Axiom of Choice in Constructive Mathematics. Is it really an axiom?

Question

The status of the Axiom of Choice varies between different branches of Constructive Mathematics. For example, in Constructive Set Theory the Axiom of Choice is not accepted because it implies the law of excluded middle, but in Intuitionistic Type Theory the Axiom of Choice is a theorem that can be proved. Are there other branches of Constructive Mathematics in which the Axiom of Choice is really an axiom (I mean, it's assumed true but not provable)?

Answer 1

The version of the axiom of choice probable in intuitionist type theory bears only a formal resemblance to what set theorists think of as the axiom of choice. The issue is that one can’t really interpret the existential quantifier $\exists$ as $\sum$ in many cases when doing ordinary mathematics. $\DeclareMathOperator{refl}{refl}$

For instance, consider $\{x \in \{1\} \mid \exists y \in \mathbb{Z} (y^2 = x)\}$. How many elements does this set/type have?

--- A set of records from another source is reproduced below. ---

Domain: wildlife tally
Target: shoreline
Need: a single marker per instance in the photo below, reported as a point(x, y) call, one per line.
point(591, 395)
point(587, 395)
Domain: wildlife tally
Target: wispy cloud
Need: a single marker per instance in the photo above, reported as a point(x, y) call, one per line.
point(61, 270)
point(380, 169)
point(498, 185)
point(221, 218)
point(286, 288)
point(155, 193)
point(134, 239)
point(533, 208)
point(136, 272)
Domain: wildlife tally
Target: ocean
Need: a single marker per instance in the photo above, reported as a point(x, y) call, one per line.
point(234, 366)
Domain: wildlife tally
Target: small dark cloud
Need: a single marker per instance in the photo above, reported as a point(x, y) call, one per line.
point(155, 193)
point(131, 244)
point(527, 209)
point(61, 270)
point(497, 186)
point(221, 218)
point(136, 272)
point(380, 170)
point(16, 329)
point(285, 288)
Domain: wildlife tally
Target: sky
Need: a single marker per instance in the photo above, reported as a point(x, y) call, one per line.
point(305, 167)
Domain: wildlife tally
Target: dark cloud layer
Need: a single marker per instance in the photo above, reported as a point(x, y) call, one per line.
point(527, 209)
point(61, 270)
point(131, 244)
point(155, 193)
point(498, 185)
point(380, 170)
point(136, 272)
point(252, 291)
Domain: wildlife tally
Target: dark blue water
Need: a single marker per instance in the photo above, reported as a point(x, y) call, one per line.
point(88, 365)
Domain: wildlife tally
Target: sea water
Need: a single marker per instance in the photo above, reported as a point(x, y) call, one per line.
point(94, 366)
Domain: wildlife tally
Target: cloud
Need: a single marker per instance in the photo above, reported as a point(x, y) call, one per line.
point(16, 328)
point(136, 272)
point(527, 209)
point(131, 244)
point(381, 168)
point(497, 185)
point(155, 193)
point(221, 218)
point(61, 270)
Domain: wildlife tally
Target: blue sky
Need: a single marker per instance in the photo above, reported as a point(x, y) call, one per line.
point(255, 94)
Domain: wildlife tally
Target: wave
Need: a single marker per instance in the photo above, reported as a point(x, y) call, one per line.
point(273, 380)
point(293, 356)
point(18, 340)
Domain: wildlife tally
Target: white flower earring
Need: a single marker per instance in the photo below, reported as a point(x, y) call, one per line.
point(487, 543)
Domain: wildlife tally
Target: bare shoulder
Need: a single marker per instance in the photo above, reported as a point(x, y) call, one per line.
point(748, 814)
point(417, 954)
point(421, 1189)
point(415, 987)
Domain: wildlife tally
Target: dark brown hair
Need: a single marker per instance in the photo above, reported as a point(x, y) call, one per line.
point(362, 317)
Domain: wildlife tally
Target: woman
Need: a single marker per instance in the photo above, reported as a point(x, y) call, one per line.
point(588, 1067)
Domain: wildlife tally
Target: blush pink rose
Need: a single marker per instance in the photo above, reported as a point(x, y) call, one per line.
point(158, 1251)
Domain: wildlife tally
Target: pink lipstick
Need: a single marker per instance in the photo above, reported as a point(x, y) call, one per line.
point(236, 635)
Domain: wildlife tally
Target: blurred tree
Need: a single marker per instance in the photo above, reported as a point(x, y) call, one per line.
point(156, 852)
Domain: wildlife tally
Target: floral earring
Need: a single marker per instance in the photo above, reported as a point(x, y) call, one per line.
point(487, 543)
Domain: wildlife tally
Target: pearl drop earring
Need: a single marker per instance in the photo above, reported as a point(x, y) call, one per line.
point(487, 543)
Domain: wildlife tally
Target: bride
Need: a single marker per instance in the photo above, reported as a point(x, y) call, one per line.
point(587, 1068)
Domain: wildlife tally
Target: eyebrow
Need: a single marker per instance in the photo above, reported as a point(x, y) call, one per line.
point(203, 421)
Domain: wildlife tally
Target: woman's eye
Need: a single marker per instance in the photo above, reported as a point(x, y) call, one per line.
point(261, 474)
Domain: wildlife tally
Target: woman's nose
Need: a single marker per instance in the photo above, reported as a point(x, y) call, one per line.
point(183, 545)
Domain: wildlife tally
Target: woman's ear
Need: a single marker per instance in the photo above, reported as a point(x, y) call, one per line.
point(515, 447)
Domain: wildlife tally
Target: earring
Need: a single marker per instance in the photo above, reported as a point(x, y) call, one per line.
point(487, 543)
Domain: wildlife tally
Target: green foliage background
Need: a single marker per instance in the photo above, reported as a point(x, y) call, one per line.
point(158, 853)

In set theory, the answer should clearly be 1. But in type theory, if we interpret the above as $\sum (x : \{1\}) \sum (y : \mathbb{Z}) (y^2 = x)$, then the type has two distinct elements, $(1, (1, \refl_1))$ and $(1, (-1, \refl_1))$. This is why propositional truncation types are necessary.

The same thing happens in a much more dramatic fashion when one tries to develop, for instance, the Dedekind reals.

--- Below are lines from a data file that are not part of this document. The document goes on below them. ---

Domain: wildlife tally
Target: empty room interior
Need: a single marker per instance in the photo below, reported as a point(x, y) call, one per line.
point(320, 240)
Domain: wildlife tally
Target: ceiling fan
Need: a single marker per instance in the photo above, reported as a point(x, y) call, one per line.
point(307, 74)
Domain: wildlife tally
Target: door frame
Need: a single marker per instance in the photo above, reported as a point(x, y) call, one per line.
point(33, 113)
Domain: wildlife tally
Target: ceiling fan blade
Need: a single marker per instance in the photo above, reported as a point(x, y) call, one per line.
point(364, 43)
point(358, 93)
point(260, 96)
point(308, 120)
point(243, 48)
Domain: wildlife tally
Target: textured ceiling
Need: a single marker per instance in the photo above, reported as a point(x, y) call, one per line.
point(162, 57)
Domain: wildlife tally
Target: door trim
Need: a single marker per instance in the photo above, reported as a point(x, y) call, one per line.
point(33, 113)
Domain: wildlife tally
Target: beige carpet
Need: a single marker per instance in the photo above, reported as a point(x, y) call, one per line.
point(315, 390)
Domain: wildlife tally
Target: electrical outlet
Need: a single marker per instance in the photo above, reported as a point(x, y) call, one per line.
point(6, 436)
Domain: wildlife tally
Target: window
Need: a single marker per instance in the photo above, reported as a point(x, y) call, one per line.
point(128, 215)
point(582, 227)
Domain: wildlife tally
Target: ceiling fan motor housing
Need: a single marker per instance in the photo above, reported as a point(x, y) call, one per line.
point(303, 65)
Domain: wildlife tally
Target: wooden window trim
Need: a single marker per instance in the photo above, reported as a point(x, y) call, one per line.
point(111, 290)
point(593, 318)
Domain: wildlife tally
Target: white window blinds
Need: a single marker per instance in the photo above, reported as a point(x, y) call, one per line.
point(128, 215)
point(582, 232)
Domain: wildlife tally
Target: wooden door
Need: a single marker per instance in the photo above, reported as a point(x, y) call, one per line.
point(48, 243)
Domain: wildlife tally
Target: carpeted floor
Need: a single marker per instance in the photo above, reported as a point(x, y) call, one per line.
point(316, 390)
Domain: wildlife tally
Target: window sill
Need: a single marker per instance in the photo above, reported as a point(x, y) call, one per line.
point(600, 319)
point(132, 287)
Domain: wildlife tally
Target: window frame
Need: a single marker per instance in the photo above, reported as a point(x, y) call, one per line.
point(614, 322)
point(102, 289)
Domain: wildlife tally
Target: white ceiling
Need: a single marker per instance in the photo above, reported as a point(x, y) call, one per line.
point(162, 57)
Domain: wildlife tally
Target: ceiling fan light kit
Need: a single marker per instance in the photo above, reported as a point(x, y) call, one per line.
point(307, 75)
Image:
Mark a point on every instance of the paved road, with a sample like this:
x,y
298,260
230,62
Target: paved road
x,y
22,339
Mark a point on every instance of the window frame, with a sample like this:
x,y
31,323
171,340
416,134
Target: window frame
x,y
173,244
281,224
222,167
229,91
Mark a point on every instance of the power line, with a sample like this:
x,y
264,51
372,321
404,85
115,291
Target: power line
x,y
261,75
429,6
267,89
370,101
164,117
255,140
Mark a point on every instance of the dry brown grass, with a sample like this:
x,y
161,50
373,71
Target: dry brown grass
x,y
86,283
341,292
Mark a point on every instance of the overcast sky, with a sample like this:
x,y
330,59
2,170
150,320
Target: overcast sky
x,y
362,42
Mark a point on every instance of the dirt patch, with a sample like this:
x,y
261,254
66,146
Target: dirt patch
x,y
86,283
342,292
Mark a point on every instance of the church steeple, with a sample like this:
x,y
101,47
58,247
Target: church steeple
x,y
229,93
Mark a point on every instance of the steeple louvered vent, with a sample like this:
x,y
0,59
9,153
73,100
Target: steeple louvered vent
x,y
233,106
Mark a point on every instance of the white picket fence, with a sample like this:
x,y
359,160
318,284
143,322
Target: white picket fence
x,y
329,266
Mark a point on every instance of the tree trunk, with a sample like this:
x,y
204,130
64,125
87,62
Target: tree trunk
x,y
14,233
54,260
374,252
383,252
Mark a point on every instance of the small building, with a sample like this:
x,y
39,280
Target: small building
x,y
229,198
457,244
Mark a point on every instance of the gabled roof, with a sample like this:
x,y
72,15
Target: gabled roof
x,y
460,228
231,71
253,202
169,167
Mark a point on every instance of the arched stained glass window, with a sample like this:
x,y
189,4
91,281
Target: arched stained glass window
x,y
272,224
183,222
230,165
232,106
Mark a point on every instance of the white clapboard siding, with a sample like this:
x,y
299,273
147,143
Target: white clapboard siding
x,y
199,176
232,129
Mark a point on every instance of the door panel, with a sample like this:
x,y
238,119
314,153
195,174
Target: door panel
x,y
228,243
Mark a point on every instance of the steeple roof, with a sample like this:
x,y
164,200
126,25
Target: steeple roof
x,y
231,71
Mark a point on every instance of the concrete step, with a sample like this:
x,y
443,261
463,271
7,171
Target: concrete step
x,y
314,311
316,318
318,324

The solution is to use propositional truncation or, more generally, to allow quotient types (or other forms of higher inductive types). Then, one can interpret $\exists$ in a manner consistent with ordinary mathematics. When one does so, the axiom of choice is not provable.

That said, many versions of constructive mathematics take weak versions of choice as axioms, including countable choice, dependent choice, and COSHEP (category of sets has enough projectives).